If children and particularly young adolescent girls do not have the privacy which we all take for granted, how much harder is the situation that faces them. Perhaps, additionally, the girl concerned may have no parents, or indifferent parents, or may be a vicitim of a marriage which has broken up, and she is left on her own. Who is to tell her these important things, if Parliament is not to tell her through the medium of this Bill? Who is to tell her if teachers, nurses and doctors are not to do so?

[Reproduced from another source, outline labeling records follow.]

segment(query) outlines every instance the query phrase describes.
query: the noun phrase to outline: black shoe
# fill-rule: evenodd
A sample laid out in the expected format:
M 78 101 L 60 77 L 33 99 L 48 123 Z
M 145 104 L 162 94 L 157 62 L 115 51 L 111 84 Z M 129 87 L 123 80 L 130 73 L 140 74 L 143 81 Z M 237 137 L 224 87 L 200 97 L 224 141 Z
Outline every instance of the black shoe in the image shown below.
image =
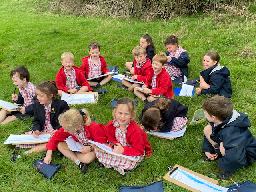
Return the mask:
M 15 161 L 16 161 L 16 159 L 17 159 L 17 156 L 18 155 L 19 155 L 18 152 L 15 152 L 14 153 L 14 155 L 11 158 L 11 161 L 12 162 L 15 162 Z
M 61 158 L 62 158 L 62 157 L 64 157 L 64 155 L 62 153 L 61 153 L 60 152 L 58 152 L 58 153 L 57 153 L 57 156 L 59 157 L 60 157 Z
M 103 165 L 103 164 L 102 163 L 100 163 L 100 164 L 99 164 L 99 167 L 100 167 L 100 168 L 105 168 L 105 166 L 104 166 L 104 165 Z
M 83 163 L 80 162 L 78 165 L 79 168 L 81 169 L 82 173 L 86 173 L 87 172 L 87 168 L 88 168 L 88 166 L 89 164 L 88 163 Z
M 129 90 L 129 88 L 126 87 L 125 85 L 118 85 L 117 86 L 117 87 L 118 88 L 122 88 L 124 90 Z
M 228 180 L 230 178 L 230 177 L 233 173 L 233 172 L 230 172 L 229 171 L 222 171 L 218 174 L 217 177 L 219 179 Z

Housing and hygiene are all part of the fight against cancer. My constituents are not getting a fair break—and they have never had a fair break. It is my duty as their Member of Parliament to say these things, even though it may bore the House. My constituents need more protection, and they need it from Parliament. That is the reason behind the Bill.

I shall no doubt be told that these matters cannot be included in curricula. However, most schools today have liberal studies, and I shall prove a little later that my proposals are being followed in other parts of the world. We are prepared to teach children of eight the exact situation of the equator, but we are not prepared to teach them about the equation between good health and bad. I do not want to be told about curricula because I have been the chairman of an education committee. I know that children could be taught about hygiene and the standards necessary to avoid cancer.

There is something more I should say. I wondered whether I should say this to the House, and I have decided to say it. The House will know of the stand I have taken on certain subjects in this House over the years. I have never liked the permissive society. I am a little sorry for the young today. I am certainly not envious of them. I believe that we have burdened modern youth with the permissive society. Who will tell the youth of this country that gross promiscuity brings cancer in its train—not in middle age or in old age but in youth'? Who will tell them of that tragedy? If we do not say these things in the Mother of Parliaments, where can they be said? I have heard these things said only in the colleges and medical schools.

When legislation has been enacted which has resulted in the permissive society those responsible have not told people of the dangers of the permissive society. The danger to which I have drawn attention is one of them. I believe that young women need to be protected by a Bill such as that which is now before the House. If they carry on in ignorance they will find themselves in an unfortunate state in a very short period of time. That needed to he said and I have now said it.